Яснорада поблагодарила радушную хозяйку.

— К сестрице моей наведайся, может, чего и подскажет, — на прощание сказала Ивга. — В домах она явье-навьих обитает. Но в Белогорье обретается чаще всего. Там ее и ищи.

«Кикимора. Подвид — домовая», — с невесть откуда взявшейся веселостью подумала Яснорада.

— Поищу, — улыбнулась она.

Поутру болото казалось совсем не таким опасным. То ли болотники, наевшись супа Ивги, крепко заснули, то ли сама кикимора к болоту чары свои привлекла. Но путь расчистился, стал безопасным; ни чарус, ни вадий — широкая прогалина. По ней Яснорада с Баюном и шли, пока густой зеленый лес снова не принял их в свои объятия.

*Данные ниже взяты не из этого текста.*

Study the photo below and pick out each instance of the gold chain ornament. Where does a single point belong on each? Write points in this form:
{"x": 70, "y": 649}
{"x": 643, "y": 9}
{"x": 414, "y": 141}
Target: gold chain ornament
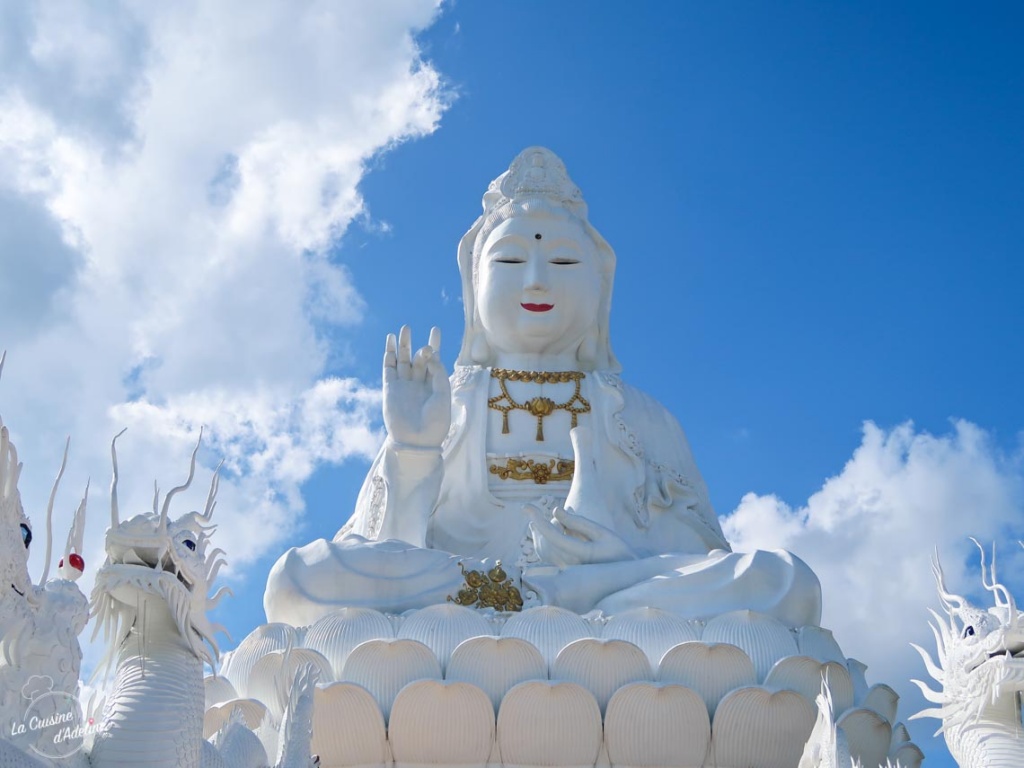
{"x": 539, "y": 407}
{"x": 540, "y": 471}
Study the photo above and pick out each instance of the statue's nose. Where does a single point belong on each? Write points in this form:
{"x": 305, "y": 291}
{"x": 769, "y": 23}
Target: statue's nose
{"x": 536, "y": 278}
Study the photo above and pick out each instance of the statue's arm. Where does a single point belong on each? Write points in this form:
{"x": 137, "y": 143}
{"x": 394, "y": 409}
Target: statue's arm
{"x": 401, "y": 488}
{"x": 398, "y": 495}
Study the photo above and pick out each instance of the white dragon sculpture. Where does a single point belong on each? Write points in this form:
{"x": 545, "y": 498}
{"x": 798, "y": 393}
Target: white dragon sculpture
{"x": 980, "y": 670}
{"x": 151, "y": 598}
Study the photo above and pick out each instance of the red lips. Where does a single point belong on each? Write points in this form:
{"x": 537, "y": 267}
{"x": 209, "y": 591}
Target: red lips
{"x": 76, "y": 561}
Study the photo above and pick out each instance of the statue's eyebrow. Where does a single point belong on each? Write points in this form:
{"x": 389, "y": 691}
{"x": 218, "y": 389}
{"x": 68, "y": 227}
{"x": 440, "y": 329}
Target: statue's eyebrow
{"x": 559, "y": 242}
{"x": 511, "y": 237}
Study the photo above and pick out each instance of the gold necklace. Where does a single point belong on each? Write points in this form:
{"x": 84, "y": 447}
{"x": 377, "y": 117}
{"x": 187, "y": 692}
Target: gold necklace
{"x": 539, "y": 407}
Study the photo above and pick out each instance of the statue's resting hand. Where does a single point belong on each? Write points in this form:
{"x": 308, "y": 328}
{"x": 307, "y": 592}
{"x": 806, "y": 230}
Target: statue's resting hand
{"x": 417, "y": 392}
{"x": 570, "y": 539}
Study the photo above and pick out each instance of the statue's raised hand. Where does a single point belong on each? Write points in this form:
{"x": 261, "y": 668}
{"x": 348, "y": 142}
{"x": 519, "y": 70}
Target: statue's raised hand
{"x": 417, "y": 392}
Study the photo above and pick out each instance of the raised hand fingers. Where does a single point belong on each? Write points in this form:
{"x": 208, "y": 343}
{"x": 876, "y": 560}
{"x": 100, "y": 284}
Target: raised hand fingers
{"x": 390, "y": 357}
{"x": 420, "y": 363}
{"x": 404, "y": 352}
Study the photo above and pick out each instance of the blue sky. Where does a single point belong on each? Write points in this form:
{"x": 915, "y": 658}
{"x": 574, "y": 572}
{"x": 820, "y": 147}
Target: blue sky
{"x": 816, "y": 210}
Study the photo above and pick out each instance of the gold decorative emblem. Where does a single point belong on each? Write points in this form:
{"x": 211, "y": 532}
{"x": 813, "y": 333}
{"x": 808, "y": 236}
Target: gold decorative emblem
{"x": 539, "y": 407}
{"x": 491, "y": 590}
{"x": 540, "y": 472}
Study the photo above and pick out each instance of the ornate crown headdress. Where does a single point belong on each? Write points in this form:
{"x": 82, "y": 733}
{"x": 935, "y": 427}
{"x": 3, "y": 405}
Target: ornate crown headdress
{"x": 536, "y": 173}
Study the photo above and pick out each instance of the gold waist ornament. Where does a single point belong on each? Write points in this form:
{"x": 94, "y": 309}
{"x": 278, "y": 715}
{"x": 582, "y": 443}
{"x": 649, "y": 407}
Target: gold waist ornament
{"x": 539, "y": 471}
{"x": 539, "y": 407}
{"x": 491, "y": 590}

Глава шестнадцатая. Возвращение

Там было черное, пустое ничто. Или ничто и пустое — это одно и то же?

Там была девушка — ожившая весна.

Там был огонь. Или не огонь, а пепел? Тогда почему тело сковал лед?

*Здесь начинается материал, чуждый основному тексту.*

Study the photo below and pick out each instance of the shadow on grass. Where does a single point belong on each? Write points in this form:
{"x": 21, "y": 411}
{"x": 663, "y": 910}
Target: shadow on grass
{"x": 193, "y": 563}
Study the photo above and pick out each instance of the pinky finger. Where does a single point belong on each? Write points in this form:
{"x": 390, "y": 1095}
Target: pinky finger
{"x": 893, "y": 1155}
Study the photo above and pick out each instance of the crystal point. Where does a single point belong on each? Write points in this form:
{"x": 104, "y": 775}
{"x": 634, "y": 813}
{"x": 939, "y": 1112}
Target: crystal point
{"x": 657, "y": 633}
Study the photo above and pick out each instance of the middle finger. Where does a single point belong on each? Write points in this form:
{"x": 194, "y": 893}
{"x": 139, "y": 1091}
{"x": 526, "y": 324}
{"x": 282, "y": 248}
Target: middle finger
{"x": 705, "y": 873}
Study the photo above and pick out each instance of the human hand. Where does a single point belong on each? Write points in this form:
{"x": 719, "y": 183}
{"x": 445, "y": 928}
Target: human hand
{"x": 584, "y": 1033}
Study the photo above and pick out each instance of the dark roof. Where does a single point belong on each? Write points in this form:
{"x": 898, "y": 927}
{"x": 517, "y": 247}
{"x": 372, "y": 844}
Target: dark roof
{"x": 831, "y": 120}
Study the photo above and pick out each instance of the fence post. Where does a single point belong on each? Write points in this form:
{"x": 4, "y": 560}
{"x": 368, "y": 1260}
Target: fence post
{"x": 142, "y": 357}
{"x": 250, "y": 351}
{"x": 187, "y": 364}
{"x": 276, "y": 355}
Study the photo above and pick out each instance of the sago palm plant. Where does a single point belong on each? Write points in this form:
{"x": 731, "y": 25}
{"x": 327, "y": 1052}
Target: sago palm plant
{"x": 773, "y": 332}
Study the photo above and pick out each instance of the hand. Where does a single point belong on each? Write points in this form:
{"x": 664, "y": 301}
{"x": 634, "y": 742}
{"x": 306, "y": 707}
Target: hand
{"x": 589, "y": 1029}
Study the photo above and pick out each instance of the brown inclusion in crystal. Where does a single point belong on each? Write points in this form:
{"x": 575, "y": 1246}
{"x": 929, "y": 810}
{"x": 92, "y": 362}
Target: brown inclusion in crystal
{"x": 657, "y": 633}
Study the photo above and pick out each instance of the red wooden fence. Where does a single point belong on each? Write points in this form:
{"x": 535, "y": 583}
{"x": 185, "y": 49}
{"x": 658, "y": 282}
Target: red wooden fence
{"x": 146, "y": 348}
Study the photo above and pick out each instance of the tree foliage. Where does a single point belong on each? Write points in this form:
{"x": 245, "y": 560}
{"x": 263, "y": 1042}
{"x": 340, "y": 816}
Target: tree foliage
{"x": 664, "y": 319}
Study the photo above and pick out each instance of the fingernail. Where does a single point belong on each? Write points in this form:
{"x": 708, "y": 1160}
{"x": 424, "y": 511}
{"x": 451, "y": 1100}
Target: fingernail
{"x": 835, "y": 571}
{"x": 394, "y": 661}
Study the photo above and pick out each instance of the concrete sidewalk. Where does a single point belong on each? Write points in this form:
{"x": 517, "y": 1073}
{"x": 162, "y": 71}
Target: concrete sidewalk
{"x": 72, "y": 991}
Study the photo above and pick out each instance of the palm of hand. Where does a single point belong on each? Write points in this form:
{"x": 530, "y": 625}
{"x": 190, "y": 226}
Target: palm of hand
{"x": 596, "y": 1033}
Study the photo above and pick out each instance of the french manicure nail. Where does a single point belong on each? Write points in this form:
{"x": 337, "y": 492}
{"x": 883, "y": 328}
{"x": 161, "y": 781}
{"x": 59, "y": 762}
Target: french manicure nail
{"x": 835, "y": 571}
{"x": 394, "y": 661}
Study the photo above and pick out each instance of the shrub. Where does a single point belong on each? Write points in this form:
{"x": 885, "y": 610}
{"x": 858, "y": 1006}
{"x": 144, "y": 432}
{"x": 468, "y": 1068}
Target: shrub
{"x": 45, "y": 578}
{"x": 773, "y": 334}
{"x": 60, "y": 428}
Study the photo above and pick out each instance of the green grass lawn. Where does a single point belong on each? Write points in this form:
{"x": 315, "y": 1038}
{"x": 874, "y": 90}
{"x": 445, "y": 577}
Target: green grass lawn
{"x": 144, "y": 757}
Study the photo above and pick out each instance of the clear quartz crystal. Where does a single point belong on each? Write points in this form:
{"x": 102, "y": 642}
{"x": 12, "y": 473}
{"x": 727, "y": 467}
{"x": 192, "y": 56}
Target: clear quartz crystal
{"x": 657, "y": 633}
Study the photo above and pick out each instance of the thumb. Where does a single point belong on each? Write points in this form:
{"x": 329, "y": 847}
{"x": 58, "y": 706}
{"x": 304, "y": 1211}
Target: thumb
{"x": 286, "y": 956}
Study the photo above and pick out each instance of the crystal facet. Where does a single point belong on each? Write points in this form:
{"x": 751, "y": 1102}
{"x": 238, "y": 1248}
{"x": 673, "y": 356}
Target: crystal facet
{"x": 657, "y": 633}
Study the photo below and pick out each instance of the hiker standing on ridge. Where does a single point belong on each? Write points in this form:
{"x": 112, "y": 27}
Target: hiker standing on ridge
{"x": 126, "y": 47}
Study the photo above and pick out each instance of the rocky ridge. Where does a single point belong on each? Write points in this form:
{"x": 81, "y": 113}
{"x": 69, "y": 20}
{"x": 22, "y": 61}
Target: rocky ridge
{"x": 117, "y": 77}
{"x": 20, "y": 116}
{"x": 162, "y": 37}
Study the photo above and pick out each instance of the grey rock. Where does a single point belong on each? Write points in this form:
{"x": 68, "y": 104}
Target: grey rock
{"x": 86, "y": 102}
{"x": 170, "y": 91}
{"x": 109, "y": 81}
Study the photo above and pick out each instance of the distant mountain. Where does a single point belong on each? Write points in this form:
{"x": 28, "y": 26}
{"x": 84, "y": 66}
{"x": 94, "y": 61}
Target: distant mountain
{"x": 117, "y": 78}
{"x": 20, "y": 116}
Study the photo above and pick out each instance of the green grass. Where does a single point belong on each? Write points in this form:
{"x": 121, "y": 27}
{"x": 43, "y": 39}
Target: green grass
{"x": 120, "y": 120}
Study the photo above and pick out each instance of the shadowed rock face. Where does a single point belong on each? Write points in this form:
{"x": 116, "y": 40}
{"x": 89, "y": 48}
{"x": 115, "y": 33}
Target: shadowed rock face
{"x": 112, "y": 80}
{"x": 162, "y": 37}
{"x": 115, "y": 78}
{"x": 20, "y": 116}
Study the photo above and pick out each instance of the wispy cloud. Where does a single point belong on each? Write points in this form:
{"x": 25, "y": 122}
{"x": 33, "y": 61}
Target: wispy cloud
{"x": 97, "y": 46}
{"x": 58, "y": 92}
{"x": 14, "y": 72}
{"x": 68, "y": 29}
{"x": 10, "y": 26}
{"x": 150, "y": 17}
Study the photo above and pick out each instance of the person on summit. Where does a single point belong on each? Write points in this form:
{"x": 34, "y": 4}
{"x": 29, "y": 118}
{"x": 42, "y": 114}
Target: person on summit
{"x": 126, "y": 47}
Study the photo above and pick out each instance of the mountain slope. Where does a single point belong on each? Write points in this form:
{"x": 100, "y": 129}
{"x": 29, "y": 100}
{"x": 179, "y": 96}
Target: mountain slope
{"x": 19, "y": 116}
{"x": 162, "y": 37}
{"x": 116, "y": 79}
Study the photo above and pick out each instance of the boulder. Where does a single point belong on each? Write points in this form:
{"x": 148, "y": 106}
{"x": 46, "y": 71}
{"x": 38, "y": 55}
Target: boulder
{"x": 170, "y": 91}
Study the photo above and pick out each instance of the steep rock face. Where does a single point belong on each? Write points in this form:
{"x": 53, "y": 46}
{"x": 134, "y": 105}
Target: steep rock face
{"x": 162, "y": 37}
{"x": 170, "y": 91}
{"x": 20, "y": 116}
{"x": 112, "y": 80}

Богдан не знал, сколько он пробыл в этой черной неизвестности, в тягучем, холодном безвременьи. Проснулся, опутанный трубками и проводами. С чувством, будто что-то потерял.

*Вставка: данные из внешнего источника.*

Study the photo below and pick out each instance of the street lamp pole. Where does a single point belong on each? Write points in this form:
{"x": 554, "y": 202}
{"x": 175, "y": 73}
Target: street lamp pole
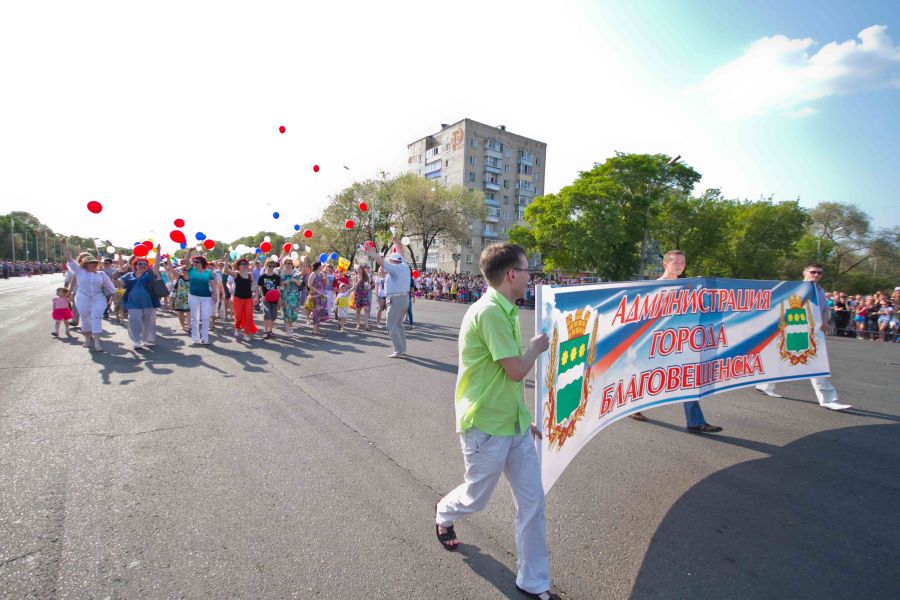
{"x": 644, "y": 242}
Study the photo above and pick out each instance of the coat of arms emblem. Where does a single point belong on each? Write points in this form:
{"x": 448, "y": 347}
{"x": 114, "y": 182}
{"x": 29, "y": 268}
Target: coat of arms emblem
{"x": 797, "y": 327}
{"x": 568, "y": 377}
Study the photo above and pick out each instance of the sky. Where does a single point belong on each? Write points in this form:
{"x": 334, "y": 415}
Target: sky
{"x": 170, "y": 110}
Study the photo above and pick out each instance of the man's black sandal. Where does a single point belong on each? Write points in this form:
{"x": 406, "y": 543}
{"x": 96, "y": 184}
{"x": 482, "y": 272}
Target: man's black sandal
{"x": 446, "y": 538}
{"x": 550, "y": 595}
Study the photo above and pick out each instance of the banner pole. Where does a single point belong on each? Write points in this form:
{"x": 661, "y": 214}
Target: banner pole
{"x": 538, "y": 369}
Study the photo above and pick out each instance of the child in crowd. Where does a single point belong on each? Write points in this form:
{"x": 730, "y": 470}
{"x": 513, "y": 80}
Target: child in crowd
{"x": 62, "y": 310}
{"x": 342, "y": 302}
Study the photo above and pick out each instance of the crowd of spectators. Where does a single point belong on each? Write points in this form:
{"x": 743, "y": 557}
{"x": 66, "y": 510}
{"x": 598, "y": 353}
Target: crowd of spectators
{"x": 871, "y": 317}
{"x": 27, "y": 268}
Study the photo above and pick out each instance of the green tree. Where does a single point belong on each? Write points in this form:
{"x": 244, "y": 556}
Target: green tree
{"x": 429, "y": 211}
{"x": 597, "y": 223}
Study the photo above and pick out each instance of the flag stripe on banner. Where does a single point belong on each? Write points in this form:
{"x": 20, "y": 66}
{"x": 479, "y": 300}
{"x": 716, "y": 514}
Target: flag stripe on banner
{"x": 660, "y": 342}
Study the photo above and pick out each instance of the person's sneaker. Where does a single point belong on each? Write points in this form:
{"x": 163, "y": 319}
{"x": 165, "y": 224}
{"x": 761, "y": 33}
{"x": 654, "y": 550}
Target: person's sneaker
{"x": 762, "y": 389}
{"x": 705, "y": 428}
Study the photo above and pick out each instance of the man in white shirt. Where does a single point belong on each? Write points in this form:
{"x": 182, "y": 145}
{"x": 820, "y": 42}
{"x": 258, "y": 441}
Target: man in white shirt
{"x": 396, "y": 289}
{"x": 825, "y": 392}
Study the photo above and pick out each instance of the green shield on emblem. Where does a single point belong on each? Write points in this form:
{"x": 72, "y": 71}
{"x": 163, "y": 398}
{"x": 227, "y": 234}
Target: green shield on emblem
{"x": 797, "y": 330}
{"x": 570, "y": 376}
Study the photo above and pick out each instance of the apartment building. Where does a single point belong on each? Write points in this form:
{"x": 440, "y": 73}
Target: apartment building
{"x": 509, "y": 169}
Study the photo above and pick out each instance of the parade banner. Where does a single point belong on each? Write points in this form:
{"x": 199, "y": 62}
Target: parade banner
{"x": 619, "y": 348}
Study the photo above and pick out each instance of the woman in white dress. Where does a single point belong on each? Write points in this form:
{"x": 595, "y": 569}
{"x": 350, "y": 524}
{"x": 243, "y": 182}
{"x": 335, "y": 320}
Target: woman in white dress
{"x": 93, "y": 288}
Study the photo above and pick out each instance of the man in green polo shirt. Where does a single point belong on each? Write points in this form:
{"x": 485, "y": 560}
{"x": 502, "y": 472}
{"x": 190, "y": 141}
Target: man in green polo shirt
{"x": 495, "y": 427}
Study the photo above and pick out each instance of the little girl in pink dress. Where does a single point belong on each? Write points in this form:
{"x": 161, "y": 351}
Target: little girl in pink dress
{"x": 62, "y": 310}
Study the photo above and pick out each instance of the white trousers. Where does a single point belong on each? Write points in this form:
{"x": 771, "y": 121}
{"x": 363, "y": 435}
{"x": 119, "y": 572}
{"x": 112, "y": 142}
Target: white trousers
{"x": 486, "y": 457}
{"x": 201, "y": 308}
{"x": 825, "y": 392}
{"x": 142, "y": 325}
{"x": 397, "y": 307}
{"x": 90, "y": 310}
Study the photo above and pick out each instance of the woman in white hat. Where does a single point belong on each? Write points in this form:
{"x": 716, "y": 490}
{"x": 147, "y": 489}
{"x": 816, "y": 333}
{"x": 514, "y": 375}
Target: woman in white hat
{"x": 93, "y": 288}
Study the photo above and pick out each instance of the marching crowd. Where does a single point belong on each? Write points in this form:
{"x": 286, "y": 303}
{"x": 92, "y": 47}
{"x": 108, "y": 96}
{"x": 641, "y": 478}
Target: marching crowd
{"x": 202, "y": 292}
{"x": 27, "y": 268}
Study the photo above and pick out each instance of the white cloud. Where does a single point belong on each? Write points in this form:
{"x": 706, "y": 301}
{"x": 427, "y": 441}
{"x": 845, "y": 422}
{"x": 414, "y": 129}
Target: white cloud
{"x": 778, "y": 74}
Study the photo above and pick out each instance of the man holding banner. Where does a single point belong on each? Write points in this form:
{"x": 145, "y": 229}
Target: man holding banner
{"x": 496, "y": 428}
{"x": 825, "y": 392}
{"x": 674, "y": 262}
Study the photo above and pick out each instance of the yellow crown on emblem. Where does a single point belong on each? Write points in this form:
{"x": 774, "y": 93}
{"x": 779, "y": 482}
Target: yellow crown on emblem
{"x": 577, "y": 325}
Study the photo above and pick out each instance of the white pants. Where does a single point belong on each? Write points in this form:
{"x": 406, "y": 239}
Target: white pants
{"x": 825, "y": 392}
{"x": 142, "y": 325}
{"x": 398, "y": 304}
{"x": 486, "y": 457}
{"x": 91, "y": 309}
{"x": 201, "y": 307}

Так позже и оказалось. Кома забрала у него две недели жизни.

«Главное, ты вернулся», — шептала мама, глядя на него запавшими глазами.

Отец все это время метался между больницей и работой. Показалось, или в его волосы затесалась прядка седины? Матвей, кажется, похудел еще больше. Что застиранная футболка, что потрепанные джинсы на нем висели как на вешалке.

Богдан, пускай и не сразу, вернулся в школу. Класс у них был не слишком дружным, Богдан мало с кем из одноклассников общался. А теперь стало как будто хуже. Все косились, шептались — особенно девчонки. Поначалу робко спрашивали — как это, лежать в коме? Наверное, надеялись услышать про тоннель и белый свет в конце. Матвей и тот мечтал, что у Богдана теперь, как полагается в таких случаях, обнаружатся какие-нибудь способности. Фильмов пересмотрел. Богдан говорил, что ничего такого с ним не произошло.

Но он помнил ту девушку, ожившую весну. Пронзительно-зеленые глаза, нежная, будто подсвеченная солнцем кожа. Веснушки, усыпавшие щеки, словно звезды — небо. Крохотные такие золотисто-рыжие звезды…

Она была так близко от него… Богдан помнил, как она его коснулась. Кажется, незнакомка и вытолкнула его из черного безвременья. Или оно случилось позже?

Глупые мысли.

Матвей рассказывал, что когда Богдан попал в аварию, школа неделю гудела. Только и слышал, что его имя. Городок у них маленький, поговорить особо не о чем — ничего не происходит. Это сейчас Матвей смеялся и называл лучшего друга «рок-звездой». Но тени, которые залегли под его глазами, говорили о том, как нелегко ему — им всем — далось ожидание. Их мучил один и тот же вопрос.

Выживет или умрет?

Не сразу, но все вернулось на круги своя. Богдан перестал просыпаться от ощущения, что на него кто-то смотрит, и видеть смущенную мамину улыбку. Отец перестал звонить каждые полчаса, чтобы убедиться, что у него все в порядке. Матвей перестал коситься на проезжающие мимо машины, как на заклятых врагов. Да и сам Богдан понемногу переставал видеть в каждом встречном авто потенциальную угрозу.